My folks and I were supposed to go to vegas together in october. The plan was for them to gamble and for me to attend this conference. That didn't quite happen. I went to the conference, without my parents. My mother collapsed the day she was supposed to fly to San Francisco. What happened the week after was the discovery of a tumor in her colon and surgery and a week of waiting to see if the tumor was malignant and if she would need chemotherapy. The doctors told us that the likelihood of it was high since the tumor was so large.
It was a huge sigh of relief to hear that the tests came back negative. My mother still needed to recover from surgery but she would otherwise be fine. Living so far away from Singapore I was rendered somewhat helpless and was trying to figure out how to finangle a way back home in the middle of crunch time at work.

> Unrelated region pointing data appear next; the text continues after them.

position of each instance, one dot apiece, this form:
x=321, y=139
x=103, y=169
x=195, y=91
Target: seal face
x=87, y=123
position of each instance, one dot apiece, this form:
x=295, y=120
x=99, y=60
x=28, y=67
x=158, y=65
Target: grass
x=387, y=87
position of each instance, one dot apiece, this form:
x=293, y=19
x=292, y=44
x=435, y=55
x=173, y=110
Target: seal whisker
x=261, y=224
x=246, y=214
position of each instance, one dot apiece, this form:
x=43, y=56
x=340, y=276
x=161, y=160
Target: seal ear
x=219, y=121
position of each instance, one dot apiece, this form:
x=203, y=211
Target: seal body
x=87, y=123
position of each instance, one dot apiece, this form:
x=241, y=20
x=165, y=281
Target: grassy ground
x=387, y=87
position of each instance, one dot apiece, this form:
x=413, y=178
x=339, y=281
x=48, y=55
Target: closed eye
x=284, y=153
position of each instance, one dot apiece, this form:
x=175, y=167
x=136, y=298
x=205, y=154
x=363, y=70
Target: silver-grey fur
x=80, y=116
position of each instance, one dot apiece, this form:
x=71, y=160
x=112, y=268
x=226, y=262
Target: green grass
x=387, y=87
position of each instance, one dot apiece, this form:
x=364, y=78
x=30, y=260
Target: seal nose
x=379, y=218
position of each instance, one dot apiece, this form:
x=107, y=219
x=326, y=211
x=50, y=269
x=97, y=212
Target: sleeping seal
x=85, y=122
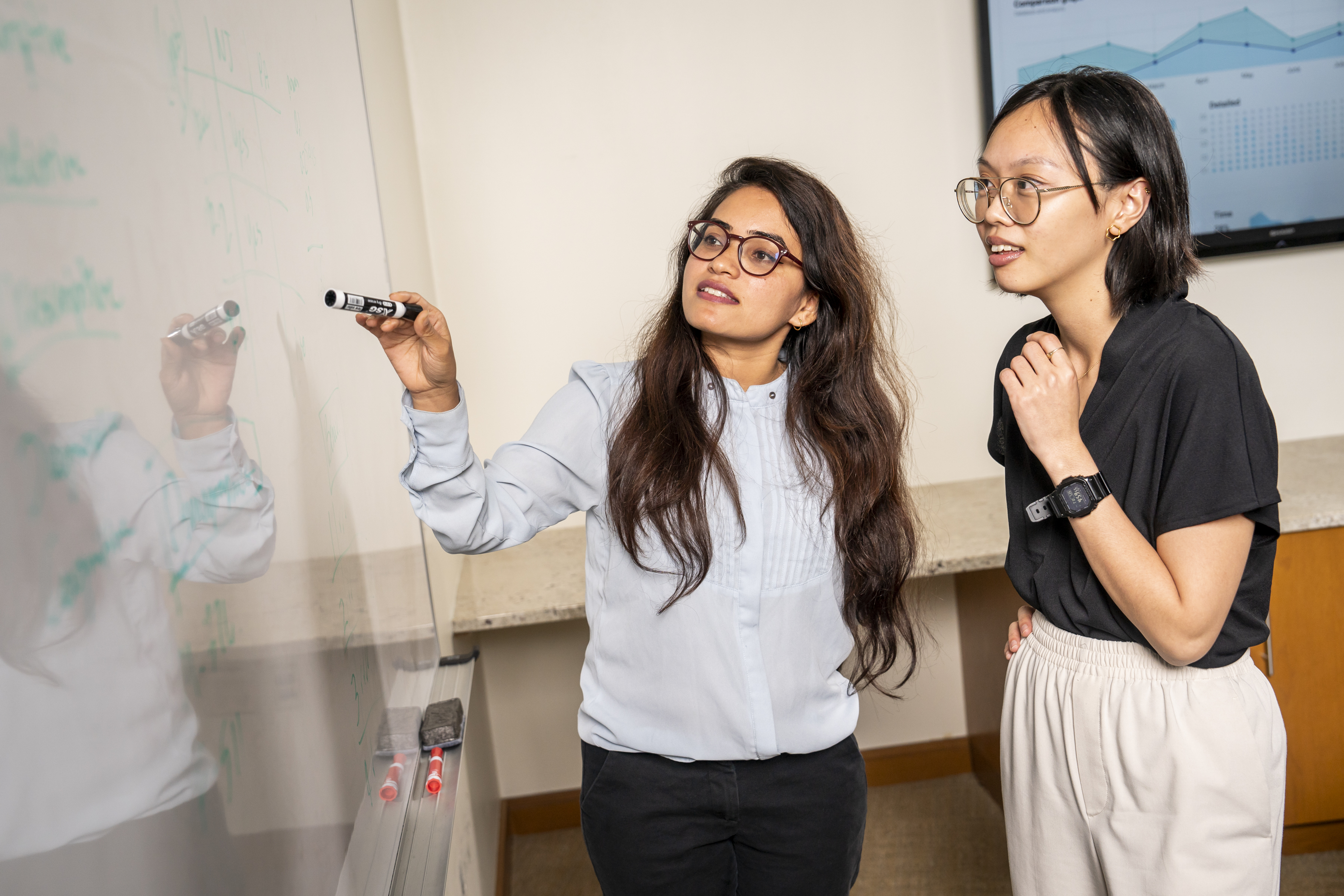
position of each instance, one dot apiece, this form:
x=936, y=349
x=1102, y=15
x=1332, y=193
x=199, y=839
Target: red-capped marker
x=394, y=774
x=436, y=770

My mother was totally depressed during that week. I'm the sort of person who believes that anything can happen as long as you believe you can. And hearing her so despondent, wondering what she'd done to deserve this, I was speechless. I told her to hang on and to hold on to hope. My mother, who is stubborn as hell refused to believe otherwise.
In all this craziness though, and after hearing the good news, my mother did realize a few things- how much we all love her and how little work really means. My mother's work ethic is unbelievable. She is the person you would call at 2am and she would be ok with it, even if it wasn't an emergency. We always told her to take it easy and that life would still go on and that someone else would have to shoulder the burden some day. I guess she never believed it until this past week. She's letting go of work and realizing that her time could be better spent with family and friends. Previously she never understood why my brother and I didn't take work as seriously as she did. She now does.